You might think the answer is a cue: stop reaching, stay behind the foot, feel it strike back. But cueing this is close to useless, the same way telling a tense sprinter to "just relax" is useless. You think about it harder and you tighten up.

You don't coach the direction at all. You pick tools where the wrong direction is physically impossible, and you let the exercise do the teaching for you.

Hills are the cleanest one. Twenty to thirty metres up a moderate slope. You can't reach out and brake on a hill, because the ground rises to meet your foot before it can get out in front of you. The slope forces the lean, and it forces the foot down and back, whether you understand any of this or not.

Heavy sled marches do the same job on the flat. Load it up heavy enough that you have to lean into it and drive each leg long and slow. You cannot overstride into a sled that heavy. The resistance sorts out your shin angle and your foot placement for you.

Prowler pushes run on the same idea. Hands fixed, body leaned, every rep a long deliberate drive with nothing reaching out in front.

Then drill the position directly.
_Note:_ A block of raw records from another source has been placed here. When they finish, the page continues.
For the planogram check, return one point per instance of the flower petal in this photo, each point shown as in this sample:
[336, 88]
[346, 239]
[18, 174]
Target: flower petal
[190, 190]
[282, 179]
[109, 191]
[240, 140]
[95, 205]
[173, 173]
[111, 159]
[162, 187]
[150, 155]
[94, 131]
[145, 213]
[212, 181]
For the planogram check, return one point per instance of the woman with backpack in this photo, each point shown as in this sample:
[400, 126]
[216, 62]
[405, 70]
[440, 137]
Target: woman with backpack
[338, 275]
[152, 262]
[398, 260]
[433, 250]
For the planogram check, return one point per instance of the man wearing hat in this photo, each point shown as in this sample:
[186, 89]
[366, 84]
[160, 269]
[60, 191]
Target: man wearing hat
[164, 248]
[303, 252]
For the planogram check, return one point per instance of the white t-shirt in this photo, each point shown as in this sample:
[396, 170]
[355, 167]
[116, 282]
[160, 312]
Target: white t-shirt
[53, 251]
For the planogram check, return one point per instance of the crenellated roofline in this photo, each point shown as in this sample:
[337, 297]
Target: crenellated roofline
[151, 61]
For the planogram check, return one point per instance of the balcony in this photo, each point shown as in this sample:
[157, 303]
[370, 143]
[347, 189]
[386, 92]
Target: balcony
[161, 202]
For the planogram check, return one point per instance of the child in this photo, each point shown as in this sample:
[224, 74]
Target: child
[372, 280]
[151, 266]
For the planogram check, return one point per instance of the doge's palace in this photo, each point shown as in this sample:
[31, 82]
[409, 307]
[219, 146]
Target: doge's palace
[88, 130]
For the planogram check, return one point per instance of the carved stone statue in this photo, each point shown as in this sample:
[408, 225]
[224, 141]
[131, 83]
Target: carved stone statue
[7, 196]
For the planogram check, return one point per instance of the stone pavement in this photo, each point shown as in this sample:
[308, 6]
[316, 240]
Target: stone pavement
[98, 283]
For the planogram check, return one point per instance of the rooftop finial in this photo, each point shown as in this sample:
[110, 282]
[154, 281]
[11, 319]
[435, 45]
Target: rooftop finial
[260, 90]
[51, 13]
Wall drives to groove the lean and the leg exchange, single holds first, then doubles, then continuous. Falling starts and push-up starts, where you tip forwards from a fall and your feet have to scramble to catch up underneath you. That fall drops you straight into the angle you're chasing off the line.

And the strength you've already built?

You don't need more of it. You need it to come out faster. Trap-bar jumps, short-contact pogos, proper plyometrics. Over the first thirty metres, that will do far more than another ten kilos on your squat ever could.

One more thing, because he raised it himself. He's six foot two, and he wondered whether tall guys are just doomed to be slow out of the blocks.

Longer levers do take a bit more time to organise, so yes, his acceleration will always look slightly later than a shorter man's next to him. But that's geometry, not a fault.

The fastest people alive accelerate in completely different shapes, some low and snappy, some long and unfolding. Looking sharp early isn't the point. Getting the force pointed the right way is.

So for him, this is what I'd build nearly the whole programme around right now. Not more force. The same force, aimed properly. Because a strong push in slightly the wrong direction is still a push going mostly nowhere.

Point it down the track instead, and the strength he's spent two years building finally starts showing up in the one place he's currently losing the race.